IN FIVE MONTHS, eight Napa teens have succeeded in doing what California's Department of Social Services has failed to do -- bring together various agencies dealing with foster care to create a cohesive, streamlined system of support efforts.

With the help of a coalition of government and nonprofit agencies, the youth -- ranging in age from 15 to 21, opened the doors to VOICES (Voice Our Independent Choices for Emancipation Support), the first known youth-led center for emancipating youth.

For many foster teens, services such as housing, education and health care are cut off the day they turn 18 -- when they emancipate, or "age out," of foster care. While there is a state mandate to provide services to transitioning youth, programs vary greatly from county to county, leaving many teens to fend for themselves.

"Right now, since I'll be emancipating soon, I'd be looking for services like financial aid and housing on my own," said co-founder Nicole Felton, 17. "So it really struck a chord with me. This is a major project because I know it's a struggle to leave the system and have to find these things."

Felton, along with Matthew Knox, 17, Katie Findley, 16, Mitch Findley, 18, Richard Kyle Petrini, 18, Forrest Miller, 17, and Marissa Hawkins, 21 -- all from Napa County -- were brought into the project after county agency directors formed a committee to address the needs of emancipating youth.

After raising money through the Gasser Foundation and the Napa Valley Wine Auction, the committee turned to On the Move, a nonprofit agency that brings together youth and community leaders.

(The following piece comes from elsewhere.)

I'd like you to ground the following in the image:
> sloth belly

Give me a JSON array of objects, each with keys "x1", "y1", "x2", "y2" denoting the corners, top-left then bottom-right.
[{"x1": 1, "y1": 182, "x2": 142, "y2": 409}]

"Up until that point, the committee was going to create a service center, but there were no youth driving the process," said Leslie Medine, executive director of On the Move. "We proposed that if they really wanted this to be innovative, what about putting the youth at the center of this and have them co-staff and co-lead the organization?"

The youth team, who were all strangers to each other except for siblings Katie and Mitch Findley, met regularly between school and work schedules. They went to foster care group homes throughout the county and held focus groups. They determined which services were most needed and approached agencies that could deliver them.

They were successful in convincing directors of each agency to "loan out" an employee to the center on a part-time basis.

"For example, the director of the County Welfare Department has agreed to let one of their staff work at the center as opposed to their office,'' said Medine. "Now that person will be at VOICES helping youth with independent living skills.''

Transitioning teens can go to the center to find services related to health, job training, education, housing, transportation, social development and family support.

"Lots of foster youth have lost hope in finding things," said co-founder Marissa Hawkins. "We just wanted teens to feel supported and know that people just like them are here to help."

At last week's grand opening, the youth founders took turns giving small group tours and explaining how the center works. It was clear that the youth were in charge.

"If you're not able to voice your opinions and your needs, you have no tools," said co-founder Richard Kyle Petrini. "That's how we came up with the name, because many times foster youth feel they have no voice at all."

Through building agency collaborations and community support, these youth have created a center that will help foster teens deal with one of the most confusing and frightening times of their lives.

While each of them cited different reasons for joining the project -- fear of emancipation, a desire to help others -- they all had one in common: to set an example for their peers.
Not only have they done that, they have set an example for the state of California.